Gianforte (and the piece) move on to dishonest discussions about health care, starting with Medicare:
“This is why the proposal of the other side to go to single-payer Medicare for all, if we want the bankrupt the system that would be the fast way to do it.”
The piece doesn’t mention that Kathleen Williams does not support Medicare for All, something I learned in reporting from the reporter who wrote this very story. There’s no evidence or analysis to back Gianforte’s claim about the impact of Medicare for All, which claims that it would “bankrupt” the nation almost exclusively coming from right-wing outlets.
On the broader issue of health care, Gianforte claimed his priority was reducing costs:
What Gianforte and other Republicans support is replacing ACA with a mix of things including Association Health Plans, in which similar businesses team up to buy health insurance, and allowing people to have larger health savings accounts for paying for medical costs out-of-pocket.

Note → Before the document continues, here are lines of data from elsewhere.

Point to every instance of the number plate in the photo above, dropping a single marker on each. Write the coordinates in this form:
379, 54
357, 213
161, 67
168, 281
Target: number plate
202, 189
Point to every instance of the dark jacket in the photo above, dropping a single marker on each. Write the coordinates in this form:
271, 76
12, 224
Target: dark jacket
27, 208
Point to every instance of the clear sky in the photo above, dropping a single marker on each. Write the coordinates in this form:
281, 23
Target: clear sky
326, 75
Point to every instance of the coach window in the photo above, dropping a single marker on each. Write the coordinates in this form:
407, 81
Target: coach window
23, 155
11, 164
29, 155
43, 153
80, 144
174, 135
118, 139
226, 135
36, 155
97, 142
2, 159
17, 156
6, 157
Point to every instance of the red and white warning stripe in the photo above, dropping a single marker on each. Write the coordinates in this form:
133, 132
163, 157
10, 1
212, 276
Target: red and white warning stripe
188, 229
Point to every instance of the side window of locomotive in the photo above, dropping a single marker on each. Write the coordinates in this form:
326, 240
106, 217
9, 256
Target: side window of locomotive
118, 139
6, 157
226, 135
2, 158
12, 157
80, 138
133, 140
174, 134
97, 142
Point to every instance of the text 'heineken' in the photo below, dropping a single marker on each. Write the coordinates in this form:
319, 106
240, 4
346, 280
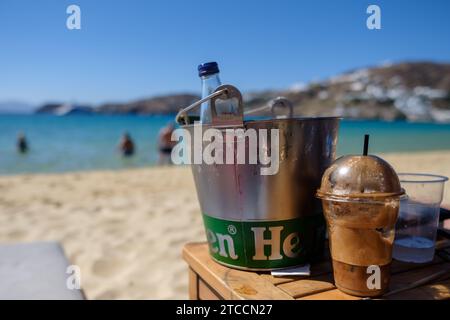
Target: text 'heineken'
255, 221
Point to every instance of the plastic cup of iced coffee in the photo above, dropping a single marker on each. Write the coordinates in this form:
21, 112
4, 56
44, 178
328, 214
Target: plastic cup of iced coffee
360, 197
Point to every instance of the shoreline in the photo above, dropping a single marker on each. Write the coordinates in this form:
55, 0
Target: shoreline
387, 155
125, 229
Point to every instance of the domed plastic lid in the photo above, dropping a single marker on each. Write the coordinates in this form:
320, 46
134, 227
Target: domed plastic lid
360, 176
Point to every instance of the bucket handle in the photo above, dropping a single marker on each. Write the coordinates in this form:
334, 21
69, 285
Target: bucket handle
223, 92
273, 105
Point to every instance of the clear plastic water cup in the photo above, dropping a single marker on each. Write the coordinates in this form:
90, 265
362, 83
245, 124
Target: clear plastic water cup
418, 219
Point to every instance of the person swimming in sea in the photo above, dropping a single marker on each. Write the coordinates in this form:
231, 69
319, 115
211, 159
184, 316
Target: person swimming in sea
165, 144
22, 143
126, 145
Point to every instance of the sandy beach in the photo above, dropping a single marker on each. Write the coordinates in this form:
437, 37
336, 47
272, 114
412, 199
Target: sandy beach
125, 229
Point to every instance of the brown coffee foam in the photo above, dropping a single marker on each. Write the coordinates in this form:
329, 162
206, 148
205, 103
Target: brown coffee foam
353, 279
362, 215
361, 247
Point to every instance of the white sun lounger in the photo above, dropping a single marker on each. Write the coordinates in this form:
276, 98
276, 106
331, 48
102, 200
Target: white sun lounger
35, 271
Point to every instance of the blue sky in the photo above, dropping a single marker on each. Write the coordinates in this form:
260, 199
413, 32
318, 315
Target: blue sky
132, 49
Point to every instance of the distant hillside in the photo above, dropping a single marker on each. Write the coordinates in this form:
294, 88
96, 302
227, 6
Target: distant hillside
417, 91
63, 109
156, 105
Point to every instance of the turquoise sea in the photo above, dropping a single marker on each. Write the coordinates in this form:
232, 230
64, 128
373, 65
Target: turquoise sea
74, 143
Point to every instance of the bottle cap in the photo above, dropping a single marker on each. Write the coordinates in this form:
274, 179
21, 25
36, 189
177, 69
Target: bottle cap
207, 68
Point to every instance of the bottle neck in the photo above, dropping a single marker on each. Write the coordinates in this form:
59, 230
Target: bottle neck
210, 83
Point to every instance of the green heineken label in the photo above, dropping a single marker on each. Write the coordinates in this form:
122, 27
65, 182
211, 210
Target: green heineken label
265, 244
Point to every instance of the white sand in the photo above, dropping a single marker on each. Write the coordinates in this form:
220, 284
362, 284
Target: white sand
126, 229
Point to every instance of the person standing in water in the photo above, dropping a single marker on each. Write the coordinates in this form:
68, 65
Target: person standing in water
22, 144
126, 145
165, 144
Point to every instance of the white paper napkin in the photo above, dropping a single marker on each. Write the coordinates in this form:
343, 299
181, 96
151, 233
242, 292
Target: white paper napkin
296, 271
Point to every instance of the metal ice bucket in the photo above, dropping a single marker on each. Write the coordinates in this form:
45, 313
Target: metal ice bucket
264, 222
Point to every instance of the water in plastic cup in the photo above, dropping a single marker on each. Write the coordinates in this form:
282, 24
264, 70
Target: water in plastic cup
418, 219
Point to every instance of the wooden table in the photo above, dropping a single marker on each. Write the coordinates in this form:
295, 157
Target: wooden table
209, 280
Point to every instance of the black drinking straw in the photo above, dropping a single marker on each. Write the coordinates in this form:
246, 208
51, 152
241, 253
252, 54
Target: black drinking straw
366, 144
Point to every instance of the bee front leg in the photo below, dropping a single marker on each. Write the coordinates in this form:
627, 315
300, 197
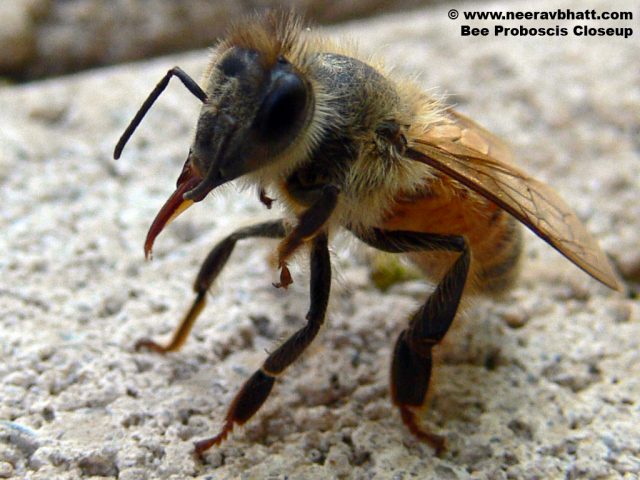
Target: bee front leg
212, 266
412, 356
256, 390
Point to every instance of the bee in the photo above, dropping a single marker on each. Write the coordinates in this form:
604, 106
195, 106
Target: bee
341, 143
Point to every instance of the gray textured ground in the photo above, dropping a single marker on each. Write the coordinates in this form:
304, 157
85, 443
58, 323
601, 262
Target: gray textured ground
543, 385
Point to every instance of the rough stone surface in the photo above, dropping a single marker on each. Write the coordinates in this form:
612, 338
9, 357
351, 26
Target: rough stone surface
50, 37
544, 384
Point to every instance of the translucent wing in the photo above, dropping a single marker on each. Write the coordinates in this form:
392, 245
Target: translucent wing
474, 157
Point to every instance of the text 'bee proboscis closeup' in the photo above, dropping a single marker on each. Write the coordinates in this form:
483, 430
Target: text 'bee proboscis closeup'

“We also have to get the underlying cost down, that’s why in the House we passed medical malpractice reform.
While the piece treats us to a moving anecdote about a rancher who supports Gianforte, it fails to mention that the House efforts to cripple the Affordable Care Act have made coverage more expensive for everyone, as the former Trump Secretary of Health and Human Services told the Washington Times:
“And there are many, and I’m one of them, who believes that that actually will harm the pool in the exchange market, because you’ll likely have individuals who are younger and healthier not participating in that market, and consequently, that drives up the cost for other folks within that market.”
There also seems to be a glaring omission in the piece. Despite its frame suggesting that Gianforte is a Trump Republican, Gianforte is never asked for his take on any of the scandals involving the President, whether they’re as personal as his adulterous encounter with a porn star and subsequent lies about it or the massive number of Trump cronies who have either pled guilty or been convicted of crimes in the first two years of the Administration.
Of course, there is a place for candidate profiles in Congressional races, but newspapers still have an obligation to provide factually accurate information and to check politicians who simply aren’t telling the truth. Congressman Gianforte has been dishonest or wrong about issues ranging from his assault on a reporter to health care costs and we deserve coverage that makes that clear.